In an effort to combat racial profiling by law enforcement officials, two Minneapolis City Council members are asking the city to repeal certain low-level offenses that impact minorities at higher rates.
At a City Council meeting Friday, Ward 2 Councilman Cam Gordon announced that he plans to repeal ordinances that made lurking and spitting on sidewalks illegal. Changes would go into effect after next month’s full council meeting if the measure is approved.
Gordon said the need to counter racial profiling in the city is immense, and higher numbers of arrests in certain minority groups can contribute to economic inequality.
“Once you get something on your arrest record, you can end up having a much harder time getting housing and finding work,” he said.
Gordon and Blong Yang, who represents Ward 5, requested stop and arrest statistics from the Minneapolis Police Department in December after a report released last year showed heavy racial inequalities in the realm of low-level offenses, like lurking and spitting on sidewalks.
Between 2009 to 2014, black people accounted for 59 percent of total arrests for lurking in the city, according to an analysis released by MPD earlier this month. The report also shows that blacks are arrested at significantly higher rates for marijuana possession, vagrancy and disorderly conduct.
A similar report by the American Civil Liberties Union showed that racial inequalities in arrest rates have long plagued Minneapolis.
Gordon said perceived disparities in the city prompted him and Yang to request more detailed statistics from the police department, including who is arrested and stopped, as well as their age, race and location.

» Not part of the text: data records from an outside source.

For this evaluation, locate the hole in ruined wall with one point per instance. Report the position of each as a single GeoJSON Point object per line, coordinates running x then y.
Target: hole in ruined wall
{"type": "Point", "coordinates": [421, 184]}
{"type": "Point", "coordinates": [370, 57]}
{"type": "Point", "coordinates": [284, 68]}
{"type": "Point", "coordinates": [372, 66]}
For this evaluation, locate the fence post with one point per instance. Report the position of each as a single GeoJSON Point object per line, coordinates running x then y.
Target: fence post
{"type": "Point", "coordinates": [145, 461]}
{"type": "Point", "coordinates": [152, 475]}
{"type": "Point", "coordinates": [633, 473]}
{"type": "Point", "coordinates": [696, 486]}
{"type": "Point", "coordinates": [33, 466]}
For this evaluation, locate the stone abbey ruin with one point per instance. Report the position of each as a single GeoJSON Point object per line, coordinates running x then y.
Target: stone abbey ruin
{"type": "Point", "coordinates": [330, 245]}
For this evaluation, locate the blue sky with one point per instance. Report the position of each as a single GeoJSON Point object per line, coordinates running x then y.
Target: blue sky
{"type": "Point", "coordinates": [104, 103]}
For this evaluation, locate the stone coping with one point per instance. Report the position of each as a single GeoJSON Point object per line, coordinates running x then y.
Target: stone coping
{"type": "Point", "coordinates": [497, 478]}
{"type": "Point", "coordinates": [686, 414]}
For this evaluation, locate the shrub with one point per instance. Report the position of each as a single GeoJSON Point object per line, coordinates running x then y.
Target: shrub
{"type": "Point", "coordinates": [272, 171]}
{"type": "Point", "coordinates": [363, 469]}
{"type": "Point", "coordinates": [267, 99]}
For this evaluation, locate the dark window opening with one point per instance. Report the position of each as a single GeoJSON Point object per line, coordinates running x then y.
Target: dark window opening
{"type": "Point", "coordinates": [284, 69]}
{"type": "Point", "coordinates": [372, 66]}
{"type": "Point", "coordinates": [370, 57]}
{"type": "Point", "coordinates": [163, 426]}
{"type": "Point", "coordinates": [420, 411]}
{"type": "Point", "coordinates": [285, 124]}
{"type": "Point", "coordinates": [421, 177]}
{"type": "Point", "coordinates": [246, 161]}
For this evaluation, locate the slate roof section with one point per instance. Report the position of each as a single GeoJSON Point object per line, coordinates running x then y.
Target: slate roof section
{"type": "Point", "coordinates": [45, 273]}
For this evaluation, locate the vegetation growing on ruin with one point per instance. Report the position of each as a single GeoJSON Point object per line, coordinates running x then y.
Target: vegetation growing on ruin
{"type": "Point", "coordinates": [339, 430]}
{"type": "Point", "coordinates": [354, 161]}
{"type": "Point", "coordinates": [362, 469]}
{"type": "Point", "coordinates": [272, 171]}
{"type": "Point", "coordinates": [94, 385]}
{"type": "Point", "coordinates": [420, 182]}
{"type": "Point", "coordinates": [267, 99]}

“We’re trying to get numbers so we’re not just dealing with anecdotes and stories,” Gordon said.
Understanding the racial dynamics of these crimes also includes more knowledge of who is being convicted after the arrests, Gordon said, adding that he and Yang haven’t yet received this additional data from MPD.
John Elder, MPD’s public information officer, said neither of the two offenses are enforced regularly in Minneapolis.
He said city officials can only determine if racial profiling is present if they know cases in which law enforcement officials were called to the scene and those that were initiated by the officers themselves.
Without first differentiating between these types of stops, it could be possible to misdiagnose racial profiling, he said.
Gordon said a deeper understanding of arrests and stops in Minneapolis could reveal whether racial profiling is an issue.
Like MPD, University of Minnesota police officers rarely cite individuals for spitting on sidewalks, but often used lurking citations to deter other crimes, including bike thefts, said University police Deputy Chief Chuck Miner.
“[Lurking] is something that we use a fair amount,” he said. “We feel it’s been a very effective ordinance for us.”
Because there is no state law against lurking, he said he thinks Minneapolis should keep its lurking ordinance.